CANDIN Meets Primary Endpoint in Phase 3 Common Wart Trial
Key Takeaways
Nielsen BioSciences reported positive Phase 3 results for investigational immunotherapy CANDIN in common warts.
The randomized, placebo-controlled trial met its primary endpoint and several secondary endpoints, including clearance of untreated warts.
Nielsen plans to submit CANDIN to the FDA in the second half of 2026.
Nielsen BioSciences announced positive topline findings from its Phase 3 trial evaluating CANDIN (Purified Candida albicans Antigen) for the treatment of common warts (verruca vulgaris), marking what the company described as the first successfully completed randomized, placebo-controlled prospective Phase 3 study for the condition.
The multicenter study included 325 patients aged 12 years and older across sites in the United States and Japan. Participants received either intralesional CANDIN injections or saline placebo injections. According to the company, the trial achieved its primary endpoint of complete resolution of the treated wart without recurrence through 12 weeks post-injection.

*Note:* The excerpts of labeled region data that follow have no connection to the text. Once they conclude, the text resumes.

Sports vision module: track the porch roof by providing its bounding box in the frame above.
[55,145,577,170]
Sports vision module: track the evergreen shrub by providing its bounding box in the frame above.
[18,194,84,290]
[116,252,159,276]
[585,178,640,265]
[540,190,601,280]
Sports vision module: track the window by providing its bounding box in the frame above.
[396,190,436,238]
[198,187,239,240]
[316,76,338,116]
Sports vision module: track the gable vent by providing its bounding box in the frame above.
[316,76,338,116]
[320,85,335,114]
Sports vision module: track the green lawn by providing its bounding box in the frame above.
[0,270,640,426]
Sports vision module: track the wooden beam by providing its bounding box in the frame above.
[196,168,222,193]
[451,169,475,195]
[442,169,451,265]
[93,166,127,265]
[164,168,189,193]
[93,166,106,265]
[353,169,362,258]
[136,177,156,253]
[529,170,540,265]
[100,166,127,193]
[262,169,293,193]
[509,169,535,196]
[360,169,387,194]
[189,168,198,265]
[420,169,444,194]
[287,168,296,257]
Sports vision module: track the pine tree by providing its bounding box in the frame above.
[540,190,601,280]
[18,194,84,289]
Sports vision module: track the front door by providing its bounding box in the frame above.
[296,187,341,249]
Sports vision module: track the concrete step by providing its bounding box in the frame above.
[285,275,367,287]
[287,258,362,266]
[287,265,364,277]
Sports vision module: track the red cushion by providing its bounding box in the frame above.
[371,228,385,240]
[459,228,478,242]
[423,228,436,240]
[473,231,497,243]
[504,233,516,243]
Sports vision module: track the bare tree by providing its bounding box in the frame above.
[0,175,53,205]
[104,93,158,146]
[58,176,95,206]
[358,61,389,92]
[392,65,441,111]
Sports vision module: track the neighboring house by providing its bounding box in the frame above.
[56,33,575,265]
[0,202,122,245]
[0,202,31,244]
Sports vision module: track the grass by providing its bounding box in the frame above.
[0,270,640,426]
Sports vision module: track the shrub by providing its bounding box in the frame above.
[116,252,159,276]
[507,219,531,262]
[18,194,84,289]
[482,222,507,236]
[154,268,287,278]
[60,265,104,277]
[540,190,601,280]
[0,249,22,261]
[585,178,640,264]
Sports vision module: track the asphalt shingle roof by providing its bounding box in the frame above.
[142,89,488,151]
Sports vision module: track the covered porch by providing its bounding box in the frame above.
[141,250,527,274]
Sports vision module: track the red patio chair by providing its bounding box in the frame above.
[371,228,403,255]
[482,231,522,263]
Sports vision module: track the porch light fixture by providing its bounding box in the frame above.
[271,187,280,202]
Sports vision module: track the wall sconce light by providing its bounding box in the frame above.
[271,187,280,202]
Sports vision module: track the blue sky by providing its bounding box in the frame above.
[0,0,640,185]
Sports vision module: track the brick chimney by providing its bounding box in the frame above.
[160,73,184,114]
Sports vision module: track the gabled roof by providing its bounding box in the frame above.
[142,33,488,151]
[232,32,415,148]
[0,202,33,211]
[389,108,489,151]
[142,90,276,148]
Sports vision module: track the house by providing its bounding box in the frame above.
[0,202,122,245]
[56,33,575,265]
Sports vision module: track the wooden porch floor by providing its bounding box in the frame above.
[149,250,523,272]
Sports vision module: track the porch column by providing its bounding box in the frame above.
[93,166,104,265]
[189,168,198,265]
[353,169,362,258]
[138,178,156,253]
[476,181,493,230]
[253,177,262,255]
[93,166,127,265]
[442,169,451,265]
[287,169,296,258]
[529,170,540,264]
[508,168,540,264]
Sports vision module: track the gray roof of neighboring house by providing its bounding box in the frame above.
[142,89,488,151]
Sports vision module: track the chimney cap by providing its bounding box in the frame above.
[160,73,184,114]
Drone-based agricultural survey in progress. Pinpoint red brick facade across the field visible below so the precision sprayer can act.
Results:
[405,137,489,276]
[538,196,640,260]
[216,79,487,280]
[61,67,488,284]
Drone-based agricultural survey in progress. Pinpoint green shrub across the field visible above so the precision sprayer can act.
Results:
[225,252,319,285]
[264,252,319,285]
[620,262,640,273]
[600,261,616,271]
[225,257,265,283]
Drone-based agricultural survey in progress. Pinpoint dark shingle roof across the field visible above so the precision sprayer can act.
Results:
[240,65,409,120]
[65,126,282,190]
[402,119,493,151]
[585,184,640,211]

Phase 3 Trial Supports Potential New Immunotherapy Option for Common Warts
Investigators also reported success across several key secondary endpoints, including fewer injections needed to achieve wart clearance and clearance of untreated warts beyond the injected lesion, findings that may support a systemic immune-mediated effect. The study additionally evaluated scarring and skin discoloration, common concerns associated with traditional wart treatments.
Topline results were presented earlier this month during a late-breaking poster session at the Society for Investigative Dermatology Annual Conference. Nielsen said it is finalizing the complete data analysis and Clinical Study Report, with plans to submit CANDIN to the FDA in the second half of 2026. If approved, the therapy could become one of the first FDA-approved immunotherapeutic options specifically indicated for HPV-driven cutaneous wart infections.
“The successful completion of this Phase 3 trial, the first ever placebo-controlled, randomized clinical trial for this HPV-driven skin condition, is a milestone for the company and for patients suffering from common warts who are in urgent need of new treatment options,” said Robert Esch, PhD, co-author of the study and member of Nielsen BioSciences’ Board of Directors, commented in the news release.
Source
Nielsen BioSciences news release. Nielsen BioSciences; May 27, 2026.